Last Fall, my mother-in-law introduced us to Micanopy – a tiny, sleepy, little town that you’d completely miss, if you blinked while driving along 441. My mother-in-law knows of all sorts of interesting places that are under the radar, from a time in her life when she owned a motorcycle; and conducted a lot of her own exploration. I completely trust her judgement, when she insists on showing us someplace new!

Just south of Gainesville, Micanopy is a hidden treasure. Here are some interesting facts, about this Southern delight that’s cocooned in a time-capsule from the 20th Century:

  • It’s romantic.  I fantasize about returning to Micanopy for a long weekend… Staying at the Herlong Mansion, leisurely strolling in and out of the antique shops that pepper the main street, and eating homemade comfort food in the cafes that populate downtown. (Doesn’t Herlong look amazing? It’s, also, pictured below; and I fantasize about lounging on its wrap-around porches with a great book and a mint julep.)
  • It’s a haven, for antiques.  Or, it’s “heaven” for antiques. Whichever way you want to look at it! There’s so much vintage eye-candy in Micanopy, I thought I might go into sensory-overdrive. Authentic, Ball mason-jars from the 1920’s…incredible, wooden furniture…Relics galore, that you wouldn’t believe would be collected in one location, outside of a museum. And, (almost) all of them, for sale. On my next return, I’m making it a point to put some cash aside, to invest in quality pieces.

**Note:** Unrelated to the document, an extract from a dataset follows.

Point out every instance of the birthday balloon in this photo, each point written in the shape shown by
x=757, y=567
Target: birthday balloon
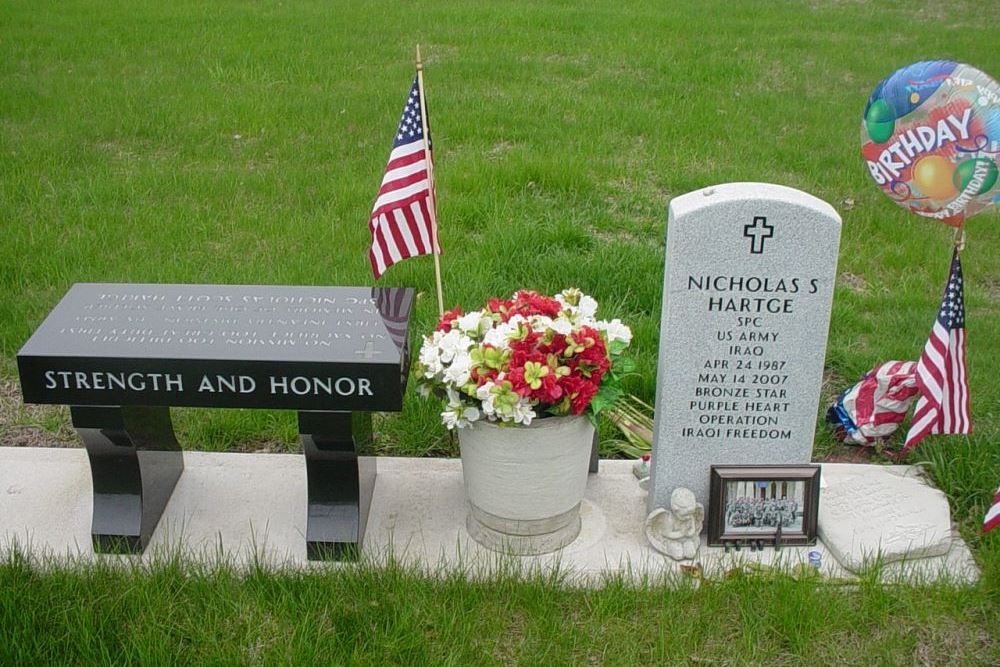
x=930, y=137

  • It offers other great shopping.  If you’re not into antiques; but you are interested in purchasing decorative items for your home, there are other options. The Shop is a fantastic little space, offering a huge variety of decorative items and folk art. (Thanks to my visit to The Shop, I now know of Johanna Parker – who has become a staple in my home, when decorating for Halloween.)
  • Bring cash.  It’s the 21st Century, now; so, most of the businesses accept debit/credit cards. However, I emphasize that this is a (wonderful) little town that’s very dated; and it’s better to be safer than sorry, in a financial pinch. Bring cash, just to stay covered.
  • It’s, secretly, famous!  Ever hear of a little film called Doc Hollywood, with Michael J. Fox? That was filmed in Micanopy. (In fact they used Herlong Mansion, for the exterior shots of the mayor’s home, during production of the film!)